This is the fifth and last in a series about using R to look at reference desk statistics recorded in LibStats. Previously:

- Ref desk 1: LibStats
- Ref desk 2: Questions asked per week at a branch
- Ref desk 3: Comparing question.type across branches
- Ref desk 4: Calculating hours of interactions

I’ve been making some other charts showing other kinds of ratios and calculations but I’m going to skip to one last pair of charts where I bring in the number of our students to figure out how many students we help with research help each week and for how long.

First, a brief review of the four branches of the York University Libraries system we’re looking at:

- Scott is arts, humanities and social sciences, and the building includes the map library, the archives, and music/film library
- Bronfman is business
- Frost is on the Glendon campus in another part of the city and handles all of the students there
- Steacie is science, engineering and health

(Osgoode is law but they don’t use LibStats so we’ll forget about them for now.)

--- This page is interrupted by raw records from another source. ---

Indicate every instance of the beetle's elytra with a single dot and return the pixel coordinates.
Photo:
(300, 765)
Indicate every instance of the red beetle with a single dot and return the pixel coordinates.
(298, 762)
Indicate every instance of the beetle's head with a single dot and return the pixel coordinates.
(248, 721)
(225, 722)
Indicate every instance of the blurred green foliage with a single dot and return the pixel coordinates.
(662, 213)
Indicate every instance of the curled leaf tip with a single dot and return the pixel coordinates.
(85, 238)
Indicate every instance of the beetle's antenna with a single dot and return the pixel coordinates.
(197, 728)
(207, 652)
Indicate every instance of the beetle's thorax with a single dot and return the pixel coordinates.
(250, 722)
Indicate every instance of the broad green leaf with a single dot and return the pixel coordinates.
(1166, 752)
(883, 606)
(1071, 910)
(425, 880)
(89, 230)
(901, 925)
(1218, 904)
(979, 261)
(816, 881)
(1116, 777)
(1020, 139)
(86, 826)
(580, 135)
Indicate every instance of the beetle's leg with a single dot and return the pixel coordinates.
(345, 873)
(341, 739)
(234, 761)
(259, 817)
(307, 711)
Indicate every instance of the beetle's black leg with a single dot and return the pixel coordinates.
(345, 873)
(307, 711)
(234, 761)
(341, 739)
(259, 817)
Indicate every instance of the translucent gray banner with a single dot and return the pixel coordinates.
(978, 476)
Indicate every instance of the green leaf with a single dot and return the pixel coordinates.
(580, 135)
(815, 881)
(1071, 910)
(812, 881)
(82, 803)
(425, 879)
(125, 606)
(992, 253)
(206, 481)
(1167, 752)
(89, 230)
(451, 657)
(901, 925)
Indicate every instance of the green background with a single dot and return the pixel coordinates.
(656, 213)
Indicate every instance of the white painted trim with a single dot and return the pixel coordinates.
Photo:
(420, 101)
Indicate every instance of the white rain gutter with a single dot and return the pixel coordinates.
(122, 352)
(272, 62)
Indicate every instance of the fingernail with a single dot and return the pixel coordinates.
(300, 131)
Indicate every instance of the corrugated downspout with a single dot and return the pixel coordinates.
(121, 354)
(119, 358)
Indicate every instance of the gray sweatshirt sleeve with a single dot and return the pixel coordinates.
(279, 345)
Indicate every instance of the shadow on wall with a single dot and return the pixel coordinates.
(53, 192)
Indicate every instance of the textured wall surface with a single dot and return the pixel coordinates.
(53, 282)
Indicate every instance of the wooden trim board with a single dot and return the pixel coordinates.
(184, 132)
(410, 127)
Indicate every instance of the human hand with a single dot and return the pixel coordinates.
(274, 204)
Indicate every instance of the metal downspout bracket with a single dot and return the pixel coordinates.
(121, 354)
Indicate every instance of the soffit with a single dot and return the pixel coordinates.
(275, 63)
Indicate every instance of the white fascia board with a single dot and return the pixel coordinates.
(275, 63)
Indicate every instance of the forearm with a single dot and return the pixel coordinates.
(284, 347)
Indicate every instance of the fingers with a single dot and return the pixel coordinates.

I calculated how many “home students” each library has. Bronfman handles everyone in the business school and in the administrative studies program in another faculty. Steacie handles everyone in the science and health faculties (except psychology, which is handled at Scott). Frost handles everyone at Glendon. Scott handles everyone else. The York University Factbook let me look up how many students were in each faculty, and I did a bit of adding and subtracting and figured out:

- Scott has 34,388 “home students”
- Bronfman has 6,050
- Frost has 2,677
- Steacie has 10,018

That’s 53,133 students total, as of last fall. (We have about 43 librarians and archivists, for a ratio of 1235 students to each librarian, which is one of the worst in Canada.)

You can figure out something very similar for your library, probably.

With those numbers, we’re all set for some more work in R.

First, I make a `libstats.bigscott`

data frame, which gloms together all of the reference desk activities that happen in the Scott Library building (which as I said contains three smaller libraries) into one. This is necessary to group together all possible arts/humanities/social sciences questions. These lines below rename certain `library.name`

fields by saying, for example for SMIL, for every entry in this data frame where `library.name`

equals “SMIL”, make `library.name`

equal “Scott.” Nice example of vector thinking in R.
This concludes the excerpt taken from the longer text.